With the clearing of the forests and the construction of these standing stones, passage graves, and other structures, the Neolithic would reshape Ireland into the farming landscape we know today.
Tracing Irish Roots
Modern genetic analysis as well as clues about the particulars of artistic styles show that while the Neolithic had begun with the arrival of new human populations from Britain and mainland Europe, the subsequent Bronze and Iron Ages seem to have been cultural and technological shifts made by the existing population influenced by the “Celtic culture” from Europe. (The Genographic Project Returns to Ireland to Reveal DNA Results)
In other words, today’s Irish people are largely descended directly from the Neolithic populations of the island. And some can trace their genes back even to the Irish Mesolithic. If you have a bit of Irish in your blood, you likely have ancestors who were building those massive stone tombs, clearing the forests, and who eventually may have listened to the voice of St. Patrick.
Keeping (Really Old) Traditions Alive
St. Patrick himself may not be seen today as much more than a symbol—Santa Claus in green, the bane of Irish snakes—but he was a real man, a fifth-century Romano-British missionary to the island. There are even two known writings of his: a short autobiography and a letter railing against a king whose soldiers killed and enslaved some of Patrick’s recent converts.
Despite ancient and modern generalizations (and even propaganda), Patrick wasn’t the first Christian in Ireland, nor the first priest sent there by official authority, and certainly the spread and development of the religion took the work of many men and women. Still, his life and work occurred at a turning point in Irish history.
Within a few centuries, Christian beliefs and practices had spread throughout Ireland and created major changes for Celtic kings, druids, and slave traders alike. As had happened at the dawn of the Iron Age, though, this change didn’t replace a population, it only changed a culture. This is perhaps what kept so much of the ancient lore and so many of the traditions alive.
“There are many examples of sacred Christian sites that are in fact on previous Neolithic and later sites,” says Killian, “and Irish mountaintops have Christian myths attached to them that are viewed as having been sacred sites during the Neolithic (and possibly back into the Mesolithic).”
He gives as an example the Rock of Boheh, or “St.
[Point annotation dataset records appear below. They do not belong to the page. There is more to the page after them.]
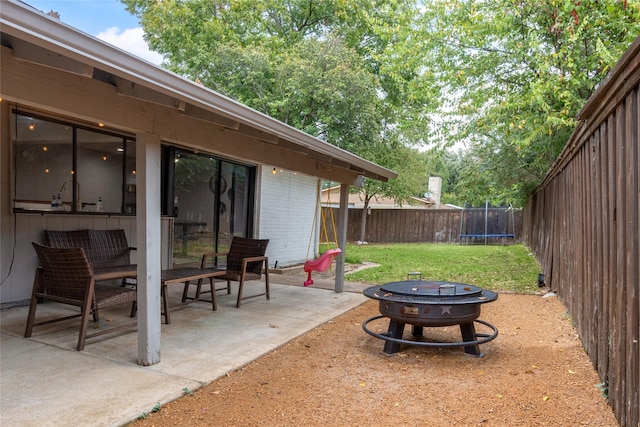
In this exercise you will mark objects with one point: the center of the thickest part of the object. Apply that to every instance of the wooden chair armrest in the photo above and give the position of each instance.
(205, 257)
(247, 260)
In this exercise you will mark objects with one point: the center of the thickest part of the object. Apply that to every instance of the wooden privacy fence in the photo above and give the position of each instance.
(425, 225)
(583, 225)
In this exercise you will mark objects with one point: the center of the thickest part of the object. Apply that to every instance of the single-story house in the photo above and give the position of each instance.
(92, 137)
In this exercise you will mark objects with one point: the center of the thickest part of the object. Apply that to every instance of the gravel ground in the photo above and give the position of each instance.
(535, 373)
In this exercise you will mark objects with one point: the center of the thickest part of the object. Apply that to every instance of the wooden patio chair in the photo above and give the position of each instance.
(65, 276)
(244, 261)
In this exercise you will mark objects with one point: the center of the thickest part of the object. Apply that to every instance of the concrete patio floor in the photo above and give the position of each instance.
(44, 381)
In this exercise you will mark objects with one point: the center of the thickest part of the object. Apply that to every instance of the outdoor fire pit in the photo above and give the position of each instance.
(424, 303)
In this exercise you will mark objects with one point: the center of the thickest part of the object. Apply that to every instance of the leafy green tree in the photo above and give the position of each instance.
(512, 76)
(346, 71)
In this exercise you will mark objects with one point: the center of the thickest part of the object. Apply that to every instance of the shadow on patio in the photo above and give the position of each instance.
(45, 381)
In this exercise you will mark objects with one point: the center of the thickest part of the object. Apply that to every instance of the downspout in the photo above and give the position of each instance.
(343, 212)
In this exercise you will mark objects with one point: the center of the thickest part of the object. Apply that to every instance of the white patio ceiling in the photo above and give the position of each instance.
(130, 94)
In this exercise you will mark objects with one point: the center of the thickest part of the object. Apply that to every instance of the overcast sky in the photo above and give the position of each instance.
(105, 19)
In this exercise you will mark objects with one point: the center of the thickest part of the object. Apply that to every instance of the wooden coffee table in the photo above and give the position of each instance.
(185, 275)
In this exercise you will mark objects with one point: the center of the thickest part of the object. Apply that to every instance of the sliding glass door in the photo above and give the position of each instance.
(212, 202)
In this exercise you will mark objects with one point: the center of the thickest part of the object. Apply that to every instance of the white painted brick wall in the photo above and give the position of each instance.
(287, 206)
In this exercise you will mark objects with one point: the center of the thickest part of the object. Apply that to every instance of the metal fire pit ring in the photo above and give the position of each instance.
(425, 303)
(485, 338)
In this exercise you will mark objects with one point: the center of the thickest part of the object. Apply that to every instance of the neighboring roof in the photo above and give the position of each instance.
(36, 37)
(331, 197)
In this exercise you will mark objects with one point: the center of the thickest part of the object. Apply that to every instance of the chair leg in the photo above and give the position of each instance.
(33, 304)
(165, 303)
(86, 311)
(214, 303)
(241, 285)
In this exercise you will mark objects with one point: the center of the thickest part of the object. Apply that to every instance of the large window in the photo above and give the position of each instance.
(63, 167)
(212, 202)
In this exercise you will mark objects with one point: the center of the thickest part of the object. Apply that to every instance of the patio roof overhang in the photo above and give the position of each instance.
(52, 66)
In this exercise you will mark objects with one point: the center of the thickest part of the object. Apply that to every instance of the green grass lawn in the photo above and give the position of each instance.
(501, 268)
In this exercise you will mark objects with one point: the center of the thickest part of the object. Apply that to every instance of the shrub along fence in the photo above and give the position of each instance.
(583, 225)
(430, 225)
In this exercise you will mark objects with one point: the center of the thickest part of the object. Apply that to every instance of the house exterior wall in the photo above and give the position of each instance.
(287, 209)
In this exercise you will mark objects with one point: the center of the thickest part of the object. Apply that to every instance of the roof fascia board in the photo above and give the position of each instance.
(44, 31)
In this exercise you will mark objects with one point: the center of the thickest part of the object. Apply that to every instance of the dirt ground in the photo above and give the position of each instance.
(535, 373)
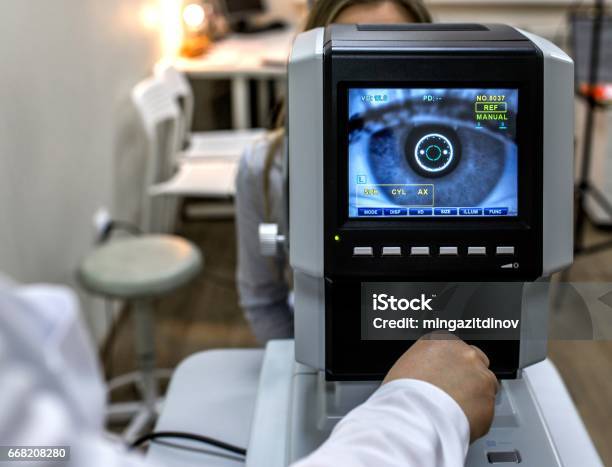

Patrick’s Chair,” a site decorated with Neolithic/Bronze Age rock art along the pilgrimage to a myth-filled mountain called Croagh Patrick (one of NG’s “World’s Best Hikes”). “There are hundreds of examples from Ireland,” he says. “The whole pre-Christian landscape was ‘converted’.” (See photos of “holy wells” dedicated to saintly women with pagan roots.)
St. Patrick’s Day Today
Now, around the world, people of Irish descent (or just Irish affection) celebrate the Emerald Isle every March 17 with 20th-century decorations, 19th-century songs, and 18th-century beer—all in the name of a 5th-century saint.
But Ireland’s story goes back much further than any of that; it lives on in her landscape and her people, at home and everywhere.